When Mr. Schultz opened for the iconoclastic rocker Frank Zappa at Madison Square Garden in 1976, Joe Bivona, reviewing the show for The Daily News, wrote, “Anyone who likes to pull the wings off flies might find humor” in Mr. Schultz, adding, “We threw in the towel when the comedian started foaming at the mouth.”

Mr. Schultz was seen on “The Tonight Show Starring Johnny Carson” and numerous other talk shows. He also performed at many hotels in the Catskills.

In 1976, he was a regular on two television shows: the short-lived sitcom “Ball Four,” based on the former New York Yankee pitcher Jim Bouton’s best-selling book and starring Mr. Bouton, on which he played a pitcher; and “The Late Summer Early Fall Bert Convy Show,” on which he played the Bionic Chicken, a costumed action hero.

In 1977 and 1978, Mr. Schultz appeared on a new version of “Laugh-In.” The original show revolutionized TV comedy in the late 1960s, but the reboot, despite a cast that included a young Robin Williams, was canceled after six episodes.

Mr. Schultz went into semiretirement in the 1990s but continued to perform occasionally into the early 2000s.

His marriages to Francine Ornstein, who was Mark’s mother, and to Helen Fleischer, who ran the sound system for Mr. Schultz during their marriage, ended in divorce.
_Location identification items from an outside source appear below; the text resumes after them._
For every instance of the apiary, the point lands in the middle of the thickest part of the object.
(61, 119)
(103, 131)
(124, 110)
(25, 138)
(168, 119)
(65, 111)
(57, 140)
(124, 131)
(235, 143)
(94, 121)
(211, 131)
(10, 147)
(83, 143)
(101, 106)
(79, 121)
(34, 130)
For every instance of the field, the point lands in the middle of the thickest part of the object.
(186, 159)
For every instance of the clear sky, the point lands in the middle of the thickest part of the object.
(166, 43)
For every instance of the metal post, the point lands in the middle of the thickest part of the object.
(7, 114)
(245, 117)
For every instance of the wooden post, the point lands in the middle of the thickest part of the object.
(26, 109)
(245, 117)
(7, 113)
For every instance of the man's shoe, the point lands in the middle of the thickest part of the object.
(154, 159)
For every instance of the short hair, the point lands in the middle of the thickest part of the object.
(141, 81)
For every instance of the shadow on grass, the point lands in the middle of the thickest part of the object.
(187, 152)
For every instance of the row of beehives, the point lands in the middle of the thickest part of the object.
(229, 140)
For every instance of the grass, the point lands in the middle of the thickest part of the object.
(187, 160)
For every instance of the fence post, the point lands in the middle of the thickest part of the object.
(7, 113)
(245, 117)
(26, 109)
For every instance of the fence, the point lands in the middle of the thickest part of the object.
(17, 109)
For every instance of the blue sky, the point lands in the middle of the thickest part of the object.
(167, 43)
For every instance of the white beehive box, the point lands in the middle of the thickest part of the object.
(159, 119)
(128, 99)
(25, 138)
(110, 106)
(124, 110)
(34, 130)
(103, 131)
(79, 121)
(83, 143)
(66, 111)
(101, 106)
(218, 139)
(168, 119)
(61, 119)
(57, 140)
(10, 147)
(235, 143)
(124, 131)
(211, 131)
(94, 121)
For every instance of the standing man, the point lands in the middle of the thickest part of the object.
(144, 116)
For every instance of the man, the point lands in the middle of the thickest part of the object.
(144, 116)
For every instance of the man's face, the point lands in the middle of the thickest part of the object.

Although Mr. Letterman admired Mr. Schultz, he had him as a guest only once, in 1982, when he performed an epic, exhausting routine that lasted nearly nine minutes on an early episode of “Late Night With David Letterman.” Mr. Letterman said that some members of his staff didn’t want to have him on the show again — and prevailed.

“If I failed him, I regret it,” he said. “If I had had him on the show more often, his career might have gone better.”